About a third of the genome for this diploid individual is haplotype-resolved and represented as two separate sequences for the two alleles, thereby providing additional information about the extent and structure of heterozygosity that was not available in previous assemblies, which have been constructed from many pooled individuals. In contrast with approaches requiring multiple individuals, the ability to generate high-quality genomes from single individuals greatly simplifies the assembly process and interpretation, and will allow far clearer lineage and evolutionary conclusions from the sequencing of members of different populations and species. Further, if parental samples are available, the recently developed trio binning assembly approach [24
] can be used to further segregate alleles for a full haplotype-resolved assembly of both parental copies of the diploid offspring organism.
The assembly presented here provides an excellent foundation towards generating an improved chromosome-scale reference genome, using the previous PEST reference, scaffolding information from genetic maps, technologies such as Hi-C (e.g., [25
]), or alignment of the contigs to closely related species’ references. These approaches can also be used to highlight areas of potential improvements to the FALCON-Unzip assembler and to Purge Haplotigs, or other packages used to identify haplotypic contigs. As one example, we noticed in the context of the incomplete haplotype purging described above that some neighboring contig ends exhibited overlaps relative to the PEST reference (Figure S3
). The interpretation of such haplotype contig overlaps was corroborated by the observed halving of average sequencing depth over the regions of overlap. These methods could incorporate adjustments to try to account for haplotypic regions in the ends of contigs rather than complete contigs being fully haplotypic.
We noted the importance of the initial DNA size distribution in conjunction with this protocol. Since neither shearing prior to library construction nor size-selection thereafter were employed, the starting high-molecular weight DNA should contain fragments at greater than ~20 kb on average, and without the significant presence of short (smaller than ~5 kb) DNA fragments. Further research into suitable DNA extraction, storage and transportation methodologies is needed to fulfill these requirements for a broader spectrum of different species and environments, in order to allow for the preparation of suitable DNA samples from wild-caught samples originating in sometimes remote areas with limited sample preparation infrastructure.

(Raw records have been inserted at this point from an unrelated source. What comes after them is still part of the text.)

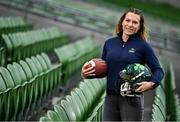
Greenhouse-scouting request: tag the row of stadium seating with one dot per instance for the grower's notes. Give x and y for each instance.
(28, 82)
(85, 103)
(166, 105)
(25, 44)
(11, 25)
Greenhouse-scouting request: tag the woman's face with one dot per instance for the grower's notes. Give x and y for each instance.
(131, 23)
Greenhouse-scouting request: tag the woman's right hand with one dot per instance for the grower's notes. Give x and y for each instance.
(87, 71)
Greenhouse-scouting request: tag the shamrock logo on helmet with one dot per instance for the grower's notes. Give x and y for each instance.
(131, 75)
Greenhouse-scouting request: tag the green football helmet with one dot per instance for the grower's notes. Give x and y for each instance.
(131, 75)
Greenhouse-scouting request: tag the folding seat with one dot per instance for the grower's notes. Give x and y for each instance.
(32, 66)
(88, 95)
(7, 77)
(69, 110)
(15, 74)
(78, 101)
(75, 107)
(53, 116)
(160, 105)
(30, 88)
(46, 74)
(50, 66)
(40, 78)
(43, 63)
(44, 119)
(8, 44)
(61, 112)
(83, 101)
(3, 85)
(26, 69)
(21, 72)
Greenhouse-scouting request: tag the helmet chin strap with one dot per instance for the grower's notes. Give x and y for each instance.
(137, 76)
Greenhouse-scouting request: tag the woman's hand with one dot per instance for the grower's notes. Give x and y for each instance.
(87, 71)
(144, 86)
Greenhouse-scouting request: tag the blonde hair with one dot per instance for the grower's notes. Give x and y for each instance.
(142, 32)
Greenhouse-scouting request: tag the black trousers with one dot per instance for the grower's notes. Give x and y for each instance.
(121, 108)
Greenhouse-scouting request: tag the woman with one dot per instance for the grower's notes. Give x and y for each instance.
(129, 45)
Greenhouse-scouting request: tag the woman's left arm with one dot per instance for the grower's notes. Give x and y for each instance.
(156, 69)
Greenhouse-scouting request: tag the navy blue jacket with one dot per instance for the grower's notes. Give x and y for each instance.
(118, 55)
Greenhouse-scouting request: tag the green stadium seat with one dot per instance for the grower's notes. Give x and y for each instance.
(61, 113)
(69, 110)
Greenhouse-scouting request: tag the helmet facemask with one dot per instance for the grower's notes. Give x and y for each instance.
(131, 75)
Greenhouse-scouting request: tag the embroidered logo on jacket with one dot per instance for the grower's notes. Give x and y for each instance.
(132, 50)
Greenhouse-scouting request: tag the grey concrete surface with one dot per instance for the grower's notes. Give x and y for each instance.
(78, 32)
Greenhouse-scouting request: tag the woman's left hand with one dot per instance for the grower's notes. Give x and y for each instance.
(144, 86)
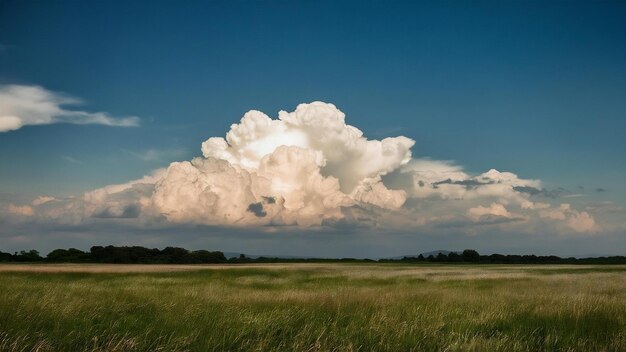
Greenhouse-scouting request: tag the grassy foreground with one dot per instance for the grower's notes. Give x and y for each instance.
(310, 307)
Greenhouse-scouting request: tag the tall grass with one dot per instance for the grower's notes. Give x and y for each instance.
(319, 307)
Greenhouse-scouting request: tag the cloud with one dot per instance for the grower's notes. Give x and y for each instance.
(22, 105)
(574, 219)
(157, 154)
(309, 168)
(494, 209)
(42, 200)
(25, 210)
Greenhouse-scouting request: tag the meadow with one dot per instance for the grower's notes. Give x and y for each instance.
(312, 307)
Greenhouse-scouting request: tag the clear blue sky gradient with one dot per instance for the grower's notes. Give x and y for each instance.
(536, 88)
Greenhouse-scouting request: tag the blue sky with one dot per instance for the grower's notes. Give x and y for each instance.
(536, 88)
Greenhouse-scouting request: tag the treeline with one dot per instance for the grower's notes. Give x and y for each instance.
(472, 256)
(176, 255)
(119, 255)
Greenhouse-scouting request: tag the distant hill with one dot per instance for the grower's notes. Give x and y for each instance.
(425, 254)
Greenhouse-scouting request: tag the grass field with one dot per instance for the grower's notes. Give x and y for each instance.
(311, 307)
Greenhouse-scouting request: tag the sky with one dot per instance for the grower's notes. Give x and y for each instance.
(94, 94)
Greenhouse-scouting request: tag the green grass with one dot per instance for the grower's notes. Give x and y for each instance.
(325, 307)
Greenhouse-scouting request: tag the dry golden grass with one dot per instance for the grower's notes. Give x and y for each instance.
(312, 307)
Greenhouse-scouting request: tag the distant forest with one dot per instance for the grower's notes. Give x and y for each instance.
(176, 255)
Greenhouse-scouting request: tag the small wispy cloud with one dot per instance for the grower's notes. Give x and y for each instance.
(22, 105)
(69, 159)
(157, 154)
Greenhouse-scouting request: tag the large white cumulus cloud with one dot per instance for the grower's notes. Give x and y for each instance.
(301, 168)
(309, 168)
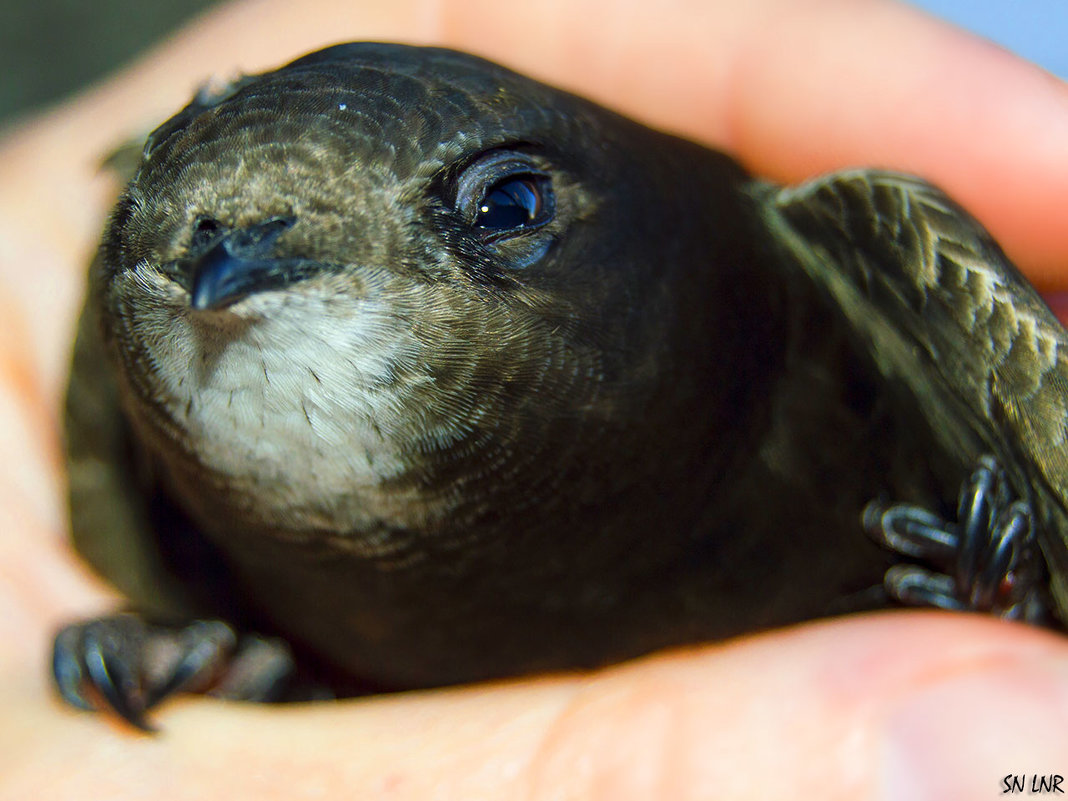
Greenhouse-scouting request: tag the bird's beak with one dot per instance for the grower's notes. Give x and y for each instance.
(239, 263)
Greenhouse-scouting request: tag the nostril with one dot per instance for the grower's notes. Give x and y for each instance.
(206, 231)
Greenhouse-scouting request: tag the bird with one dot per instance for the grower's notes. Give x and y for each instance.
(403, 365)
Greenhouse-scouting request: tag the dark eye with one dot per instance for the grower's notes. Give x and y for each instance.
(513, 203)
(504, 193)
(205, 232)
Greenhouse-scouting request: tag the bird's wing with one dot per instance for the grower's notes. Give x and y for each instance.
(945, 313)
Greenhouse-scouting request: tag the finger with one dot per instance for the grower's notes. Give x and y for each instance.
(917, 705)
(801, 87)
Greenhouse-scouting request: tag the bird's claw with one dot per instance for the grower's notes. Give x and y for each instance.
(987, 561)
(127, 665)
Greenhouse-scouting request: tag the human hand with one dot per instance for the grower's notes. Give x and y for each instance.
(792, 88)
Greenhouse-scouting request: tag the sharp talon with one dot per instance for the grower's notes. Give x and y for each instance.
(915, 586)
(109, 675)
(206, 644)
(989, 552)
(911, 531)
(122, 664)
(67, 669)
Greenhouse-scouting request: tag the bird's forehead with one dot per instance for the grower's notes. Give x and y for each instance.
(404, 121)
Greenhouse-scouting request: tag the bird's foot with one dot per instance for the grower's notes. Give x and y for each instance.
(126, 665)
(987, 561)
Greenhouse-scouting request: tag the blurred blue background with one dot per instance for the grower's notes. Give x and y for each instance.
(49, 48)
(1036, 29)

We anticipate that the new workflow described here will facilitate the sequencing and high-quality assembly of many more species of small organisms, as well as groups of individuals within a species for population-scale analyses, representing an important prerequisite in view of large-scale initiatives such as i5K and the Earth BioGenome Project [1
]. In addition, other research areas with typically low DNA input regimes could benefit from the described new workflow, e.g., metagenomic community characterizations of small biofilms, DNA isolated from needle biopsy samples, minimization of amplification cycles for targeted or single-cell sequencing applications, and others.